He sighed. “Once you’ve discovered the secret to everything, are you going to use some half-living construct to shape the world to your designs, as it’s said Aulë did before the Elves awakened? Because otherwise, you’ll have to talk to people.” 

“That’s not fair. I can talk to people,” I said. “I am said to be compassionate and good-spirited.” I was, through deliberate practice – but then, wasn’t that more impressive than having a natural instinct for it? “I will study politics and learn the principles of governance and be a just and capable ruler. Just – not yet. Do you know what I’ve been congratulated on most, in the letters and gifts celebrating the certification and my majority? My hair.”

“Well, it is uniquely beautiful hair,” he offered, twirling his own around one finger.

All of my achievements are unique,” I growled.

“Marine biology? Ossë’d probably agree to help you, maybe not if you went to him with a long list of questions but certainly if you fell into the ocean while trying to verify your answers.”

“That might do,” I said slowly.

He chuckled again. This time I wasn’t sure he was laughing at me, and oddly that made me less comfortable. “What?”

“I greatly enjoy talking with you,” he said, “but it’s astonishingly freeing to make a suggestion that isn’t shot down within five seconds. And so rare. Refreshingly rare,” he added hastily at my crestfallen expression. “You know I love a good challenge.”

“I’ll ask Amil,” I said, “she’ll be pleased.”

She was.

My mother and I did not see eye to eye. That was not just because at 50 I was already a head taller than her, or because my studies kept tugging me up the mountain to Valimar which bewildered her or Tirion which she disliked. It was also not because she’d named me ‘Man-Maiden’, as a particularly persistent rumor in the city had it, though it was related to some differences in our outlook that were also related to why she had given me that name.

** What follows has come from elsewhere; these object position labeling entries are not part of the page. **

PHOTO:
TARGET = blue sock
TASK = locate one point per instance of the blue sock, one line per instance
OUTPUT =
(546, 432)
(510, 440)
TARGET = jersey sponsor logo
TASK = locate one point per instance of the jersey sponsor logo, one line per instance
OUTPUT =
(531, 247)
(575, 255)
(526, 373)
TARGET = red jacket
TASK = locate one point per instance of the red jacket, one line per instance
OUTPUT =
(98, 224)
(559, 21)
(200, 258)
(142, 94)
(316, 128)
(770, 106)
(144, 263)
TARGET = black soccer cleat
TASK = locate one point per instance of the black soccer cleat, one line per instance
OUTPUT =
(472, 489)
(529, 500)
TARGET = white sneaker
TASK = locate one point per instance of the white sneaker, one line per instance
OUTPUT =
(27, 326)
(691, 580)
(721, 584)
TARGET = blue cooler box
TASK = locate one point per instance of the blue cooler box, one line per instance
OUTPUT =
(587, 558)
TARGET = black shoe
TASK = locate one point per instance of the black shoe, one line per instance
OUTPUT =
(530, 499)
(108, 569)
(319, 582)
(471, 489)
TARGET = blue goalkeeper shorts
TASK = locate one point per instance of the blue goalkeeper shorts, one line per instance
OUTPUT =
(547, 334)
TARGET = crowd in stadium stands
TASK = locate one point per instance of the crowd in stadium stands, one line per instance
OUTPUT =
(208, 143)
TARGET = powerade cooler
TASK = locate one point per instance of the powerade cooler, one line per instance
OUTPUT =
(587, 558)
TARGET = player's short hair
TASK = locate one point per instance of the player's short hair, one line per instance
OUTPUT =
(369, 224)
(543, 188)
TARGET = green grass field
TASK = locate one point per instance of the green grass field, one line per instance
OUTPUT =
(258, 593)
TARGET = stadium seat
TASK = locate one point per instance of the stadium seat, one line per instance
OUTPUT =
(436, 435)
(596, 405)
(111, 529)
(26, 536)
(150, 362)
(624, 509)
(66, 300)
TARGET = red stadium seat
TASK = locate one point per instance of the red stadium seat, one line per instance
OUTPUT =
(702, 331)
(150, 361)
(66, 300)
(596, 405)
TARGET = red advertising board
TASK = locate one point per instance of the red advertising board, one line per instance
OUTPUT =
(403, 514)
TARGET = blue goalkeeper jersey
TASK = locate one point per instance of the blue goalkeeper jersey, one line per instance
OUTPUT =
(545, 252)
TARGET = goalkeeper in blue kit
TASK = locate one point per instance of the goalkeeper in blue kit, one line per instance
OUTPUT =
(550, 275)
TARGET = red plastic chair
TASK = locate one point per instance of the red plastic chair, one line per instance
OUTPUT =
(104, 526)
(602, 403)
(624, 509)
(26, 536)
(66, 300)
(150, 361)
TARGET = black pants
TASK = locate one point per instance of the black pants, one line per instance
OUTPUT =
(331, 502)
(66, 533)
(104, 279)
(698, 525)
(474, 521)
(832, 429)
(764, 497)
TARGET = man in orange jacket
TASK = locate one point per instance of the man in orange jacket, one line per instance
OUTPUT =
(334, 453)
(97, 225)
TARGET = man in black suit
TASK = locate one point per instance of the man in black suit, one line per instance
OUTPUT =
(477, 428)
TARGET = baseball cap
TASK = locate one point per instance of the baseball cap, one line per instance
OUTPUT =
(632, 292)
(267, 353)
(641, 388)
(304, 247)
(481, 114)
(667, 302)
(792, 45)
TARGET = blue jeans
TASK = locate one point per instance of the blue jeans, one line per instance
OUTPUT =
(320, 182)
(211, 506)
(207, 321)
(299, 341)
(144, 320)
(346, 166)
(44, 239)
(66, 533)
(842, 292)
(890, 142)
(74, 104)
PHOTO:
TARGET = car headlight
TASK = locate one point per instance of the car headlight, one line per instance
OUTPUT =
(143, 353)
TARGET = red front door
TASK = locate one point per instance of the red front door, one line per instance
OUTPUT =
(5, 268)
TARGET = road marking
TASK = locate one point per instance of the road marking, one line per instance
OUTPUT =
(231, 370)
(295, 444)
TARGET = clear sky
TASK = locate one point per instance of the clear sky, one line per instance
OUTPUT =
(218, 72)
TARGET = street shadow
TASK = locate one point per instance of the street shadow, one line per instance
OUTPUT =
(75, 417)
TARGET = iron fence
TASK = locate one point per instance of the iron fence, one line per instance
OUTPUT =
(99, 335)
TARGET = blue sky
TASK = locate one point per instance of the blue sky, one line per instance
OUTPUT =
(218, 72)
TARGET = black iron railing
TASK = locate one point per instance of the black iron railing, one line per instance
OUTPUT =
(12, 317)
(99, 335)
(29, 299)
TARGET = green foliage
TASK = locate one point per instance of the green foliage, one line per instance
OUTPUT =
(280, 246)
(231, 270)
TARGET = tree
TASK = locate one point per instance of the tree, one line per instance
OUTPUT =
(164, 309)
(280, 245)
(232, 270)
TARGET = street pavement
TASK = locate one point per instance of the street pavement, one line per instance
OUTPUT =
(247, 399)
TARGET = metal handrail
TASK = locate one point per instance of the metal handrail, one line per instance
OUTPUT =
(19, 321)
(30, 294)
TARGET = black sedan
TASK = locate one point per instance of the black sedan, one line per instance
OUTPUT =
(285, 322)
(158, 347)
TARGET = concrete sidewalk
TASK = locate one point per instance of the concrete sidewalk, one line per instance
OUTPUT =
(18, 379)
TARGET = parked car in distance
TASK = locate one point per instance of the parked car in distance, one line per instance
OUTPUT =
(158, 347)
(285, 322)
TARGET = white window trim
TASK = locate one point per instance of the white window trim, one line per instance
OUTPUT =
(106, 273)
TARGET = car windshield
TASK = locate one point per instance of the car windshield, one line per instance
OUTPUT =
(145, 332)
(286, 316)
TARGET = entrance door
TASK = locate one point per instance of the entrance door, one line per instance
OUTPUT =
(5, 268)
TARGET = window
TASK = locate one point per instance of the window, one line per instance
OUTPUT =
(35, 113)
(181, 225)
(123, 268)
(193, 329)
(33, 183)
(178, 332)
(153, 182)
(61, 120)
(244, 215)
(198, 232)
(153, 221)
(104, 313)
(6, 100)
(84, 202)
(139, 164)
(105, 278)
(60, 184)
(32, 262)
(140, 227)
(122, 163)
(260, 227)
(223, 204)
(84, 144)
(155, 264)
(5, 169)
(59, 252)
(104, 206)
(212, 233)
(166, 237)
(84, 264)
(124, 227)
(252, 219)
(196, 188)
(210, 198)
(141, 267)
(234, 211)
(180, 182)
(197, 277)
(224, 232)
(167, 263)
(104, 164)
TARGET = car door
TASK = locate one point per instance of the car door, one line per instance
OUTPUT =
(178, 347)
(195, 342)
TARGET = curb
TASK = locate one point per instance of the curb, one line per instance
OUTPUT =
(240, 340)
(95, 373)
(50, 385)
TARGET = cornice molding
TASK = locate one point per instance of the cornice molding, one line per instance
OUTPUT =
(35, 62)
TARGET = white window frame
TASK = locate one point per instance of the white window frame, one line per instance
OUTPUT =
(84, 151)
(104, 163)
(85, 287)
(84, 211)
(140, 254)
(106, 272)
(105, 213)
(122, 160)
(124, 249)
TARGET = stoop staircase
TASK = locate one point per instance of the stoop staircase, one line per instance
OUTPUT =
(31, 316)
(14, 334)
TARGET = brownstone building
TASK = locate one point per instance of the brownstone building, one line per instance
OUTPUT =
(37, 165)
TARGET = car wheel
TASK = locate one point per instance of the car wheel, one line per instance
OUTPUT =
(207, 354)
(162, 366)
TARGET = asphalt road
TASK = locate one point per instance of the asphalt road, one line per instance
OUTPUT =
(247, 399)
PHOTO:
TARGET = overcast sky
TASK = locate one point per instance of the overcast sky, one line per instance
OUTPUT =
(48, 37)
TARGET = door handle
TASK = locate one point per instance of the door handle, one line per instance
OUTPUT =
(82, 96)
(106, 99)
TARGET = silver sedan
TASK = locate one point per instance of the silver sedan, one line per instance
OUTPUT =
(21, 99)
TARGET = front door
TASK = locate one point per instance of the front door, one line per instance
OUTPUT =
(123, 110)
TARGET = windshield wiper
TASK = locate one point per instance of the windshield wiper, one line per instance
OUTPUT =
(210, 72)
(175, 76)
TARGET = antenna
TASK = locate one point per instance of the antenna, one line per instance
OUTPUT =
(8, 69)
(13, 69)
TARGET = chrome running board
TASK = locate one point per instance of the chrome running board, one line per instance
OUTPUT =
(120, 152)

 The King had, at last count, thirteen grandsons and two granddaughters. People said that was why I was competitive and arrogant and friendless, and why Irissë was reckless – too much male influence in our lives, too many brothers and cousins. The poor King, to have gotten men in all but looks when at last he’d been granted granddaughters. 

Carnistir studied mathematics and embroidery and Findaráto spent all of his time looking pretty and shopping for clothes and jewelry and everyone knew Findekáno flirted with men and yet no one called them girl-princes or wondered if they’d been warped by too many female influences. It was infuriating.  

Andnone of the boys were married and I was only fifty and people were already saying things and –

“Dear?” said my mother, and that was when I realized I’d gotten lost in thought in the middle of persuading her of my new course of study, and failed to notice any of the many signs of boredom and disappointment that the Eldar display during conversation, such as foot tapping and deep sighing and eye movement.  

I’d described the way people behaved to Ilmarë in those terms once, and she’d found it delightful. The Ainur catalogued like that, as well, and found us utterly confounding. There’d been many dreadful confusions until they’d learned all the odd ways the Eldar behaved. 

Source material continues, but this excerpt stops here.